Title: The Adventure of the Standing Stones

Rating: PG

Author's Note: Thank you Wikipedia, Google, and some random blog where people talk about heart attacks.

Summary: Written for the prompt 'Sherlock BBC, Sherlock/John or Gen, solving a mystery at Stonehenge' on comment-fic. I decided three mysteries was more in-character.

[*]

John coughed quietly, digging his hands into his pockets to try and get away from the wind that whistled through Stonehenge. The female PC standing guard nearby gave him a look, and he smiled in a friendly way. She glared in return. As usual, Sherlock had alienated everyone at the murder scene immediately by insisting that he needed to stand on one of the stones; he ignored the devastated protests of the archaeological group that had clustered behind the crime scene tape.

After trying to strike up a short conversation with the PC and being firmly rebuffed, John approached the main crime scene.

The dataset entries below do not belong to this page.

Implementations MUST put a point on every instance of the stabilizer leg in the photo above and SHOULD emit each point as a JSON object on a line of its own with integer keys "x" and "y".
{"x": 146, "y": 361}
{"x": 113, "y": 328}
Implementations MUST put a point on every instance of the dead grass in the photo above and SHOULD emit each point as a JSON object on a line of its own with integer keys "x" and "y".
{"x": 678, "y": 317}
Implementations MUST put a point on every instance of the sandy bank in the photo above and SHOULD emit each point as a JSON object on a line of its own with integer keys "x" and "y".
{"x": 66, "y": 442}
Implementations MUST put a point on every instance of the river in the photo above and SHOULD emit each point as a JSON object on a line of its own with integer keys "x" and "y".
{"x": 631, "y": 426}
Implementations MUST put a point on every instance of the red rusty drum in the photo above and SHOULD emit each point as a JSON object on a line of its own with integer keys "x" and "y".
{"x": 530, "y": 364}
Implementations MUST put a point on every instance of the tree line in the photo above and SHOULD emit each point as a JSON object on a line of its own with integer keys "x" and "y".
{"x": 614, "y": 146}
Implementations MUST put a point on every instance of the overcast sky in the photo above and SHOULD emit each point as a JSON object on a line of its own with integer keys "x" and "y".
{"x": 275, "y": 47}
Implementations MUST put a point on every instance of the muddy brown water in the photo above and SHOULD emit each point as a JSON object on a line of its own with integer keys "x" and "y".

Sherlock was now crouching over the body where it slumped against one of the arches.

"I said, I need the cause of death," he was saying testily.

Detective Inspector Winthrope, who'd been assigned the case, looked to be just about at his breaking point. "I've told you, our ME said natural causes. The only reason we're even here is that people would start thinkin' there's a curse on the stones if we didn't do a full investigation."

"I wasn't talking to you," Sherlock looked at the detective, flinty-eyed. He turned to his flatmate. "John, where have you been?"

"I was just talking to, ah," he gestured at the PC.

Sherlock stared at the woman for two full seconds. Then, "You've got no chance, she's having an affair with her superior."

"What?" Winthrope cried. "That's completely ridiculous! How dare you!"

"Oh don't bother, everyone already knows," Sherlock told him bluntly, already looking back at the body. "They just enjoy talking about it behind your backs," he said distractedly, moving to kneel with his face only a few inches from that of the deceased.

DI Winthrope looked around him, where a few of his fellow officers were stifling giggles, then stormed off.

John mentally added another tick mark to the count of police officers Sherlock had humiliated. It was nearing the triple digits.

"I said, I need the cause of death," Sherlosk repeated

John crouched next to him to inspect the body. "Witnesses described symptoms similar to a heart attack, and the flush to the skin on his upper torso and neck is one indicator of that. His jugular and carotid are swollen, which also…" he frowned.

"What is it?" Sherlock's sharp eyes were intent on John, sensing a clue.

"He doesn't look like he's in pain," the doctor commented. "Heart attacks are painful, usually you can see it on people's faces when they die. He looks… happy."
Sherlock stood up suddenly and started walking away. John stumbled a bit catching up and nearly tripped into one of the stones, eliciting hostile looks from the archaeologists as they walked through the tape.

"Murder," Sherlock pronounced, sounding bored.

"How can you know that?" John asked, part incredulous but mostly curious.

"It's obvious," Sherlock said disgustedly. "Barely worth being called in for. And the rocks are clearly an astronomic calendar; I don't what see all the fuss is about."

"What did you say?" asked a young woman from the small crowd watching the scene. She was clutching a clipboard and lugging a bag of books so heavy that even John could identify her as one of the student interns whose expedition the murder had ousted. "Just, people think it's a calendar, but it's all theory. There's no proof."

"It's right before your eyes. You've just got to pay attention!"

The woman was left staring in confusion as the detective and the doctor walked away.